Resonance phenomenon for the Galerkin-truncated Burgers and Euler equations

Abstract: It is shown that the solutions of inviscid hydrodynamical equations with suppression of all spatial Fourier modes having wavenumbers in excess of a threshold $K_G$ exhibit unexpected features. The study is carried out for both the one-dimensional Burgers equation and the two-dimensional incompressible Euler equation. For large $K_G$ and smooth initial conditions, the first symptom of truncation, a localized short-wavelength oscillation which we call a "tyger", is caused by a resonant interaction between fluid particle motion and truncation waves generated by small-scale features (shocks, layers with strong vorticity gradients, etc). Tygers appear when complex-space singularities come within one Galerkin wavelength $\lambdag = 2\pi/K_G$ from the real domain and arise far away from preexisting small-scale structures at locations whose velocities match that of such structures. Tygers are weak and strongly localized at first - in the Burgers case at the time of appearance of the first shock their amplitudes and widths are proportional to $K_G^{-2/3}$ and $K_G ^{-1/3}$ respectively - but grow and eventually invade the whole flow.
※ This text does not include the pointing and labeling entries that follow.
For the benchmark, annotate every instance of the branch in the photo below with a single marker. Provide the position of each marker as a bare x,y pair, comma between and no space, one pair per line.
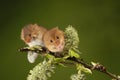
97,67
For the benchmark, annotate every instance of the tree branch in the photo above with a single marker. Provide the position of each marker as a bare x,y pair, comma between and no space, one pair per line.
97,67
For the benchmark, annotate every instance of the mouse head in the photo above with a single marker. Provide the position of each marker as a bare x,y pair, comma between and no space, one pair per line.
30,34
54,40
They are thus the first manifestations of the thermalization predicted by T.D. Lee in 1952. The sudden dissipative anomaly - the presence of a finite dissipation in the limit of vanishing viscosity after a finite time $t_\star$ -, which is well known for the Burgers equation and sometimes conjectured for the 3D Euler equation, has as counterpart, in the truncated case, the ability of tygers to store a finite amount of energy in the limit $K_G\to\infty$. This leads to Reynolds stresses acting on scales larger than the Galerkin wavelength and prevents the flow from converging to the inviscid-limit solution. There are indications that it may eventually be possible to purge the tygers and thereby to recover the correct inviscid-limit behavior.